Metaphors are incredibly important for communication and personal understanding. Since ancient times metaphors have been used as a means of teaching and changing conceptions, ideas and attitudes towards life. Shamans, philosophers and prophets have intuitively recognised the inherent power of metaphors and used them.

  • Step 1: Identify the problem. What is at stake?
  • Step 2: Determine the target. What does the person who has the problem want to achieve?
  • Step 3: Select the appropriate content level. Find a content level that could reflect the problem structure, e.g. heaven of the gods, kingdom of demons. The content level must be interesting for the addressee of the metaphor.
  • Step 4: Reflect the problem and the objective in the content levels. The story must be structurally similar to the problem.
  • Step 5: Designing the path to the goal.
  • Step 6: Writing the metaphor.
  • Step 7: Check the metaphor ecological. Does the goal fit into the context of a person's life without negative consequences?
  • Step 8: Include feedback instructions. Incorporate possibilities to provoke physiological signals.
  • Step 9: Refine the metaphor. Insert improvements.

Chocolate Pattern

A pattern for doing something you don't like to do in itself, but need to do, with more motivation. A very useful use of this pattern is to change your feelings about tasks you have congruently chosen to do, but which you do not currently enjoy doing. If you have congruently decided that it is important to do it, you might as well enjoy it!

  • Step 1: Find the Problem
  • Step 2: Motivating Image (associated)
  • Step 3: Image of the Task (dissociated)
  • Step 4: Eco-Check
  • Step 5: Iris pattern. See the image of the task in front of your mind's eye, with the motivating image directly behind it. Quickly open a hole in the front picture so that you can see the picture behind it through this hole. Quickly open the hole as far as you need to go to achieve a full emotional response to the motivating image. Now let the hole shrink quickly. But only as fast as you can maintain the emotional response to the motivational image
  • Step 6: Repetitions
  • Step 7: Test. The aim is to combine the feeling of the motivational picture with that of the task picture

More about: Chocolate Pattern

Worst Enemy

Worst Enemy
Worst Enemy (Unsplash: © Steve Halama)

Using this technique you can shrink your Worst Enemy so that he loses his threatening effect.

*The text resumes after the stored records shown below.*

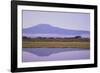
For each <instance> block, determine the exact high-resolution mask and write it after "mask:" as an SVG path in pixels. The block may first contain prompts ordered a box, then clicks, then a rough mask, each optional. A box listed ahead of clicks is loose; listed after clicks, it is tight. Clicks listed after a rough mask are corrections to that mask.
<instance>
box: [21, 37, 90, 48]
mask: <svg viewBox="0 0 100 73" xmlns="http://www.w3.org/2000/svg"><path fill="white" fill-rule="evenodd" d="M22 47H23V48H90V39H89V38H29V39H28V38H27V39H26V38H23V42H22Z"/></svg>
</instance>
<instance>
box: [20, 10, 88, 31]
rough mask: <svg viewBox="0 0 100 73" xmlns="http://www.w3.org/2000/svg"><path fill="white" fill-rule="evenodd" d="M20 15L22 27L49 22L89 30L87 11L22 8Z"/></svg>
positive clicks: (30, 25) (58, 26)
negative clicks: (21, 21)
mask: <svg viewBox="0 0 100 73" xmlns="http://www.w3.org/2000/svg"><path fill="white" fill-rule="evenodd" d="M22 16H23V28H28V27H32V26H35V25H38V24H50V25H52V26H56V27H60V28H64V29H72V30H86V31H89V30H90V14H88V13H72V12H69V13H68V12H46V11H27V10H23V13H22Z"/></svg>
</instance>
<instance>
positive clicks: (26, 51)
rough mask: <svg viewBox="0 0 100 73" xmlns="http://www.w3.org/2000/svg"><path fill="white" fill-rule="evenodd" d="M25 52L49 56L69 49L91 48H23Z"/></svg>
mask: <svg viewBox="0 0 100 73" xmlns="http://www.w3.org/2000/svg"><path fill="white" fill-rule="evenodd" d="M22 50H23V51H25V52H30V53H32V54H35V55H37V56H49V55H51V54H56V53H61V52H68V51H82V50H89V49H84V48H23V49H22Z"/></svg>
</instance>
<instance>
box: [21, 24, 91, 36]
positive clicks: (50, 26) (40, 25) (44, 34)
mask: <svg viewBox="0 0 100 73" xmlns="http://www.w3.org/2000/svg"><path fill="white" fill-rule="evenodd" d="M23 35H24V36H31V37H38V36H45V37H65V36H89V35H90V32H89V31H82V30H69V29H63V28H59V27H54V26H51V25H49V24H38V25H36V26H33V27H29V28H25V29H23Z"/></svg>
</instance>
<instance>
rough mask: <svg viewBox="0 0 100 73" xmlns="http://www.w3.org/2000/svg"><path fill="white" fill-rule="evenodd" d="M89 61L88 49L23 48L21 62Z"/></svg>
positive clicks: (89, 54) (57, 48)
mask: <svg viewBox="0 0 100 73" xmlns="http://www.w3.org/2000/svg"><path fill="white" fill-rule="evenodd" d="M79 59H90V49H86V48H85V49H84V48H23V49H22V61H23V62H36V61H57V60H79Z"/></svg>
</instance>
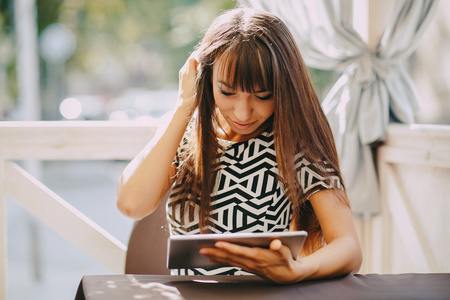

  • Step 1: Think about a person in whose presence you have felt anxious, insecure, inhibited, nervous and similar. Where and how do you see the picture in your "mind's eye"? Is it further away or rather in front of your nose? Does the person in your imagination have the real size or does he or she seem bigger? What feeling arises in you when you think of this person? …
  • Step 2: Now imagine a small black and white television set a few metres away from you and on the floor at the bottom left.
  • Step 3: See the picture of this person now in the small black and white TV. What changes in your perception when you see this person as a small black and white picture on the bottom left of the floor?
  • Step 4: Now, with your eyes closed, let the image of the person reappear in your mind's eye in the original way. Then let the image of the person shrink, and see it as in the small black and white television, a few metres away from you on the lower left. Then open your eyes.
  • Step 5: Repeat step 4 five to eight times
  • Step 6: Now imagine that you would meet this person. How do you experience the situation now?